It's ironic, though, that the first thing we talk about is rain, because it's something that anyone who spends time with Newbury's music quickly becomes familiar with. Sometimes drizzling, other times pouring, and occasionally crackling with thunder, several of Newbury's early albums are accented with the sound of rain, usually falling in the empty spaces between songs.
"The reason why I put rain on those albums," he explains, "aside from the fact that I liked the mood, was because there was so much hiss on the damn tape."
Along with the rain sounds, Newbury's albums from the late 1960s and early '70s (Looks Like Rain, Frisco Mabel Joy, and Heaven Help the Child are three of his best) are full of soaring vocals, echoing drumbeats and complex arrangements -- sometimes full and lush (with steel guitars, Newbury says, playing the string parts), other times delicate and minimalist. Surprisingly, though, these albums were not made in downtown Nashville recording palaces, but in a four-track studio in a converted garage. The studio was run by a Nashville session man named Wayne Moss, who was also a member of the group Area Code 615. While not exactly "garage" recordings in the rock 'n' roll sense, the operation was ground-level enough that white noise became a problem from so much "ping ponging" -- the process of transferring vocal and instrumental parts from one track to another.
"I would go back to my boat [Newbury lived at the time on a houseboat outside of Nashville] and listen to the album [Looks Like Rain], and it would never bother me. I was cutting it during the winter, and most of the time it was raining. I was laying in bed one night, and I had some wind chimes outside my boat, and they were dingling along, and I got to thinking: I come back here and listen to my tracks, and like them, and go back to the studio and the hiss drives me crazy. And the reason why is because rain sounds exactly like static. So when I put the rain in, it blended into the static, and it sounded like there was continuous rain. Your mind actually was fooled into believing there was rain in places there were no sound effects at all."
Everytime it rains, Lord, I run to my window
All I do is just wring my hands and moan
Listen to that thunder, Lord, can't you hear that lonesome wind moan?

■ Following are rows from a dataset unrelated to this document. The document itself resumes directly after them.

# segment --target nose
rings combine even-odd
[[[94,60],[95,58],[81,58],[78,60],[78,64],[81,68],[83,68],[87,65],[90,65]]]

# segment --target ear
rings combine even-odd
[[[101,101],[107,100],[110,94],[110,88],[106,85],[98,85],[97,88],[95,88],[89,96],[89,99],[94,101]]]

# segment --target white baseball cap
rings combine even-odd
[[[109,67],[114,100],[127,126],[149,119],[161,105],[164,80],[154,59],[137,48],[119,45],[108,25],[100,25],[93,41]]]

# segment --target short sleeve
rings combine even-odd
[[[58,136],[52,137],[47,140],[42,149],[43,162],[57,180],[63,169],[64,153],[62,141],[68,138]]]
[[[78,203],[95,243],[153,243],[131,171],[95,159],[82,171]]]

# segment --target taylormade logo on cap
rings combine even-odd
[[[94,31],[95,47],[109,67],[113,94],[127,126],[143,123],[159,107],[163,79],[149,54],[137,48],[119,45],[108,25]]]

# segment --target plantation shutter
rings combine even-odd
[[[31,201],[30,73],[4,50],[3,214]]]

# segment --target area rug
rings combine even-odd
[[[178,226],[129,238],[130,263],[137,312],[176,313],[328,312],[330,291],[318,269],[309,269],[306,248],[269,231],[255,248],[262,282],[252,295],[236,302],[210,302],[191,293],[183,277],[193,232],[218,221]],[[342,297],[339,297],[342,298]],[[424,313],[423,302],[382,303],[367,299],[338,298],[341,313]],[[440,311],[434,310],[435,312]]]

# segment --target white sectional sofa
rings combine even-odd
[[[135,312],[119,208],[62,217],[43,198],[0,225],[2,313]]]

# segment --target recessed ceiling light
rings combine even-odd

Tell me baby, now, why you been gone so long
-- "Why You Been Gone So Long"
Mickey Newbury possesses a strong, versatile tenor voice that has to be one of the most beautiful to ever pass through Nashville -- full of dusty melancholy, sad longing, and a piercing, haunting glow. Since his debut album, Harlequin Melodies -- released in 1968 by RCA Victor (an album he says he "detests") -- Newbury has made 15 albums, up to and including 1996's Lulled By the Moonlight. Even during his heyday in the 1960s and '70s, however, Newbury was much better known for the songs he's written than for his own distinct versions of them.
From today's perspective, though, it's clear Newbury was a major player in a musical revolution of sorts that swept through Nashville during that period -- revitalizing country music with fresh ideas; acknowledging a broader range of influences (psychedelic rock, folk, blues, R&B); and ultimately winning the industry a much larger fan base in the process. Artists such as Newbury, Willie Nelson, Bobby Bare, Kris Kristofferson, Tom T. Hall and Waylon Jennings not only had sincere respect for country icons such as Hank Williams and Roy Acuff, but were fans of the music of such "outside" artists as Bob Dylan, the Beatles, Lightnin' Hopkins and Ray Charles. These influences couldn't help but seep through the pores of their songs.
"Yeah, there was just a handful of people who really did it, and they opened the doors for everybody else," says Newbury of the changes that took place in Nashville -- radical steps that included breaking away from the studio system (the Nashville Sound), writing songs that defied formalistic conventions, and adopting a more open-mind attitude toward music that spoke clearly to young and old people -- urban California folk fans and rural Southern farmers -- alike.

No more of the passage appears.